CAMP HILL, Pa. -- The state's top oil-and-gas regulator said there has been too much concern about drilling issues that don't exist while environmental officials have worked to manage the problems that have arisen from hydraulic fracturing.
"I feel like I'm trying to convince the public that Sasquatch doesn't exist," said Scott Perry of the Department of Environmental Protection, during his remarks at a construction industry event here on Friday.
He said the cries that the fracking process will contaminate water supplies has overshadowed the steps taken by DEP to regulate water withdrawals, set guidelines for building holding ponds and cementing well casings, and mandate the quality of wastewater to be discharged.
Mr. Perry, who serves as DEP's deputy secretary for oil and gas management, also contested criticisms that hydraulic fracturing isn't regulated. He said that while federal officials do not oversee it, drillers are liable under the state's Clean Streams Law and the Oil and Gas Act.
"It's important to point this out, because I think if the public loses confidence in the department's ability to manage this industry, it's going to have some consequences and perhaps some unfortunate policy decisions will be made," he said. "It ultimately will result in less opportunities for everyone."
He, and the panel of local government and industry officials who followed him, touted what they described as current successes and long-term effects from shale drilling.
Amy Gilbert, a stakeholder relations adviser for Talisman Energy, said the company currently has enough land under lease that they could continue to drill wells for another 10 years.
She noted the 20,000 direct jobs and thousands of other positions in supportive fields that the Department of Labor and Industry says have been created.
More jobs would follow from expanding the use of natural gas, Mr. Perry said. He noted the interest from Royal Dutch Shell to build an ethane cracker plant to make plastics within the Marcellus region, estimated to have a $7 billion economic impact.
Southwestern Pennsylvania produces gas with excess ethane, which can create transmission issues. "This would take a problem and turn it into a resource base," Mr. Perry said.

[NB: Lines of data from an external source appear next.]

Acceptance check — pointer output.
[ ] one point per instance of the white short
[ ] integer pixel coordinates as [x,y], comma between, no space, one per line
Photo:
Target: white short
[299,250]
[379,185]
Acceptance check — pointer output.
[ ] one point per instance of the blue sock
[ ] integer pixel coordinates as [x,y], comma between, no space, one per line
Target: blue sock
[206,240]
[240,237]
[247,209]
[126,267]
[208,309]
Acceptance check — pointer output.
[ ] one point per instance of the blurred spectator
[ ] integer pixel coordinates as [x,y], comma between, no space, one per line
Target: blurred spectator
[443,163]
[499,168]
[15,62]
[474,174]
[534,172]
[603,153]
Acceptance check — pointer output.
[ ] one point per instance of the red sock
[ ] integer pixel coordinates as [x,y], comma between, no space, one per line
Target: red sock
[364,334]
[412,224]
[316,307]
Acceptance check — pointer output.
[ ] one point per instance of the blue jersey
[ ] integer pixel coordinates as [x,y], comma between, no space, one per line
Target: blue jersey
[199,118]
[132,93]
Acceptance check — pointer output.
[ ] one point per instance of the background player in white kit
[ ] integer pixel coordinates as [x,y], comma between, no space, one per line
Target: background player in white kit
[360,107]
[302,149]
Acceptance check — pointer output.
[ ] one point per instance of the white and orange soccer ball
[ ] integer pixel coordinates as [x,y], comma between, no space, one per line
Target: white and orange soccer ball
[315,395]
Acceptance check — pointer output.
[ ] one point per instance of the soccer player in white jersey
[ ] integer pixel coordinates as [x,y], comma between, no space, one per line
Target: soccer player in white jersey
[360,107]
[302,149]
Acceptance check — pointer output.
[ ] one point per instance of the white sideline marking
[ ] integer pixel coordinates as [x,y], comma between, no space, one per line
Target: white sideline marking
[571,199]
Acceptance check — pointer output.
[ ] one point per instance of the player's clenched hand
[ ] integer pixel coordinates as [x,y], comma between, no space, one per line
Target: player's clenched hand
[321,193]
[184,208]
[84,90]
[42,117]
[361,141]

But more regulation is on the agenda first, with the Legislature drafting a measure for consideration next month in response to the governor's plan for updated environmental rules, gas use incentives and a county-assessed impact fee on producing wells.
Panelists spoke generally in support of that proposed fee, with Ms. Gilbert of Talisman saying that her company supports the fee as long as the cost does not discourage competition.
David Sanko of the state's township supervisors association said the additional funds would help relieve some tension in those communities as well as help local governments avoid tax hikes.